Spouses of deceased borrowers on government-insured reverse mortgages who weren’t on the original loan have been provided more protection.
The Department of Housing and Urban Development
issued Mortgagee Letter 2014-07 in April 2014 that had an alternative interpretation for the National Housing Act benefiting surviving spouses who weren’t originally on a home-equity conversion mortgage.
Then, this past January, HUD issued Mortgagee Letter 2015-03 allowing mortgagees to
delay calling HECMs due and payable when there is an eligible surviving non-borrowing spouse.
That mortgagee letter impacted HECMs with case numbers that were assigned by the Federal Housing Administration after Aug. 3, 2014.

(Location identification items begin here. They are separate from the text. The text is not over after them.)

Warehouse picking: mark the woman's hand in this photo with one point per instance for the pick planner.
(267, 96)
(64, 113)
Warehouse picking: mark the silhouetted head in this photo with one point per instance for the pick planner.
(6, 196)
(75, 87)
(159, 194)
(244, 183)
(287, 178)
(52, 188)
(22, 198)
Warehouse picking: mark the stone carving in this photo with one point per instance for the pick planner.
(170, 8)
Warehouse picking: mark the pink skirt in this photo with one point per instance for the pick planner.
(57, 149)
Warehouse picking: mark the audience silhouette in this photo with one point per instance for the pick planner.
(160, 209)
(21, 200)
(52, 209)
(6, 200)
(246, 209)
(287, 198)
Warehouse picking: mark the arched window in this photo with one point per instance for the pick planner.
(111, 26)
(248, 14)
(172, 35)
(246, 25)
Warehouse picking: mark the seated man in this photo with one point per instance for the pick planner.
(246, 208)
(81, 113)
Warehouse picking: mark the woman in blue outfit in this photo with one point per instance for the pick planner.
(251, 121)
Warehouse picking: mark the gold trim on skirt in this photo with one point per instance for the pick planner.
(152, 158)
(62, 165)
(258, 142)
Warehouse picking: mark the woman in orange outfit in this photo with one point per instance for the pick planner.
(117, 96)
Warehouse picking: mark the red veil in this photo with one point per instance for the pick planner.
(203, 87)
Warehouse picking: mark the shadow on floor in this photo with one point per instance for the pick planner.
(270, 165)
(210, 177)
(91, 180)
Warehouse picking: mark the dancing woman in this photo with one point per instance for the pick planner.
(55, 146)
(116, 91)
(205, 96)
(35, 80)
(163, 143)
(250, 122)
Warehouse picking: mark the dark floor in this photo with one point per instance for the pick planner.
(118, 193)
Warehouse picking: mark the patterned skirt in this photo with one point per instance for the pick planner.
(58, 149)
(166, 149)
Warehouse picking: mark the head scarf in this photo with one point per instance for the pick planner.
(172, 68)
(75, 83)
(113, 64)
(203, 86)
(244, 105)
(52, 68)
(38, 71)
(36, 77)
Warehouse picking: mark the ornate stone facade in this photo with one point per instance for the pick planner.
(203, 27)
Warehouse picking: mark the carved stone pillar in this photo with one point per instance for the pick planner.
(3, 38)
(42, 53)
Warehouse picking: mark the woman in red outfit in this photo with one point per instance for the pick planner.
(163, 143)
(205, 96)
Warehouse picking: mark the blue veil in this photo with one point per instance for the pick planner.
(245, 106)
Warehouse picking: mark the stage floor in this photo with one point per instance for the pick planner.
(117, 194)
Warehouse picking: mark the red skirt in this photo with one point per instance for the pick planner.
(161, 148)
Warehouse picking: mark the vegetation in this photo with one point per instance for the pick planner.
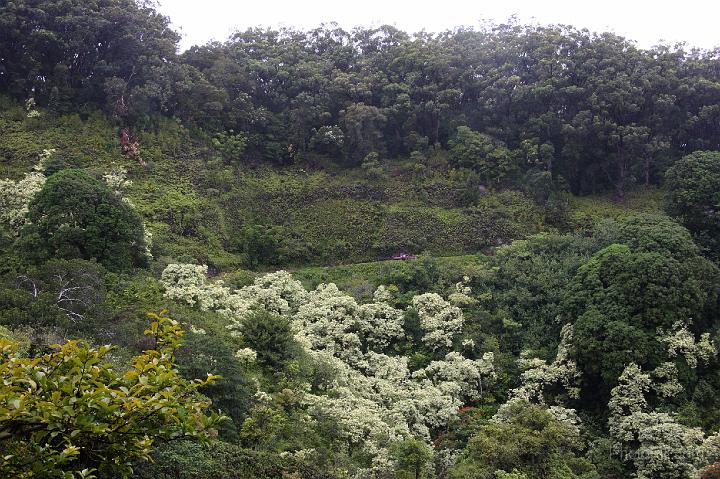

On Friday, HUD issued Mortgagee Letter 2015-12.
The latest update allows mortgagees the option of applying the change to HECMs that had case numbers assigned prior to Aug. 4, 2014.
By utilizing a
Mortgagee Optional Election Assignment, mortgagees can assign an eligible HECM to HUD despite the death of the last surviving borrower and regardless of the loan’s unpaid principal balance.
But in order for the non-borrowing spouse to remain in the property, the servicer must agree to it, the tax and insurance payments must be paid in a timely manner, and the property must be maintained as required by the terms and conditions of the HECM.
Other requirements include that the surviving spouse currently lives in the property and lived there during the duration of the borrower’s life and was married to the borrower when the loan closed (or engaged if a same-sex relationship in a state that doesn’t allow same-sex marriages but married prior to the borrower’s death).
In addition, the non-borrowing spouse must be able to obtain marketable title to the property within 90 days of the borrower’s death.